Ich habe mein Reinigungsmittel von der Firma Rinser (www.kinotechnikrinser.de
), und bin damit sehr zufrieden. Eine 500 ml Flasche kostet etwa 8,00 Euro. Die
Flasche reicht bei normalen Gebrauch für mehrere Jahre. Den Film kann man damit eigentlich völlig
nass machen, passieren tut da nichts. Der Film sollte jedoch nicht nass
aufgewickelt werden, da das Mittel dann im aufgewickelten Zustand nicht mehr
verdunsten kann.
Die Filmreinigungstücher sind eigentlich viel zu teuer für z.B. 4 - 5 Euro das
Stück. Die Tücher sind nämlich nichts anderes, als ganz normale, fusselfreie
Baumwolltücher. Ein Brillentuch ist z.B. genau das gleiche. Ich hab mir vor
etwa 15 Jahren mal ein 30er Pack großer Tücher für 30 Pfennig das Stück
zugelegt. Der Verkäufer fragte mich damals, was ich mit so vielen Tüchern will.
Na, ja...
...die sind bis heute noch lange nicht verbraucht.

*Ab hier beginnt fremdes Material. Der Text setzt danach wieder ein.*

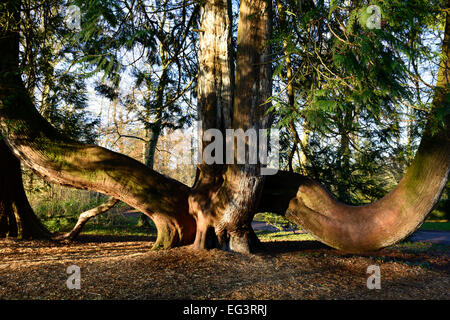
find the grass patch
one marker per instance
(439, 226)
(111, 223)
(283, 236)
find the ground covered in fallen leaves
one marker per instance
(120, 267)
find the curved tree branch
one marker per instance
(388, 220)
(64, 161)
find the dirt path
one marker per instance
(125, 268)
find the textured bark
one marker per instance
(215, 107)
(17, 218)
(224, 198)
(67, 162)
(85, 217)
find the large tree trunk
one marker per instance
(67, 162)
(17, 218)
(388, 220)
(224, 198)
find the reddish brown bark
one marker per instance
(17, 218)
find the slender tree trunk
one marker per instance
(17, 218)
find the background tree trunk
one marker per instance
(17, 218)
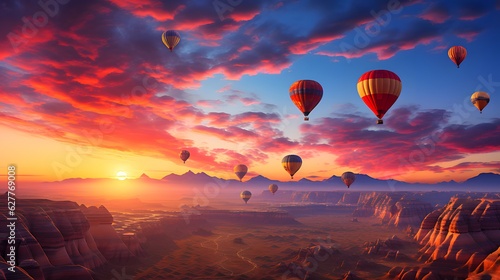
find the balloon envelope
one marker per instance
(379, 89)
(246, 195)
(348, 178)
(306, 94)
(457, 54)
(170, 39)
(292, 164)
(240, 170)
(273, 188)
(184, 155)
(480, 99)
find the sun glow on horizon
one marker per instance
(121, 175)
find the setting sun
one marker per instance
(121, 175)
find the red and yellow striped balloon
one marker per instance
(292, 164)
(240, 170)
(306, 94)
(379, 89)
(457, 54)
(480, 99)
(170, 39)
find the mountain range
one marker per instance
(489, 182)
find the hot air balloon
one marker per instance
(240, 170)
(480, 99)
(457, 54)
(184, 155)
(306, 94)
(273, 188)
(348, 178)
(245, 195)
(292, 164)
(170, 38)
(379, 89)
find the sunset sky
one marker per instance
(88, 89)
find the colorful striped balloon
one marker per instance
(379, 89)
(184, 155)
(240, 170)
(292, 164)
(245, 195)
(348, 178)
(306, 94)
(273, 188)
(457, 54)
(480, 99)
(170, 38)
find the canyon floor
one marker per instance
(228, 250)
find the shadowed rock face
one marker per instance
(400, 209)
(106, 239)
(463, 236)
(54, 240)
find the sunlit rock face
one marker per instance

Was das Tuch angeht, kann man also nach
einer Alternative suchen. Man kann
diese übrigens auch mal waschen und mehrmals verwenden. Der Filmreiniger sollte
aber schon der Richtige sein.
Durch die Behandlung mit einer solchen
Flüssigkeit bewahrt man dem Streifen nicht nur seine natürliche und notwendige
Eigenfeuchtigkeit und verhindert somit ein vorzeitiges Schrumpfen des Filmbandes
(durch Austrocknung hervorgerufene Verengung und Verschiebung der Perforation,
was unruhigen Bildstand, Unschärfen und endlich Beschädigungen des Films zur
Folge hat). Auch befreit man den Filmstreifen von Staub, Kittresten und Öl. In
gewissen Grenzen wird das Filmband antistatisch (staubabstoßend) gemacht. Überflüssige
Schichtreste, die bei der Umkehrung nicht herausgewaschen wurden, lösen sich.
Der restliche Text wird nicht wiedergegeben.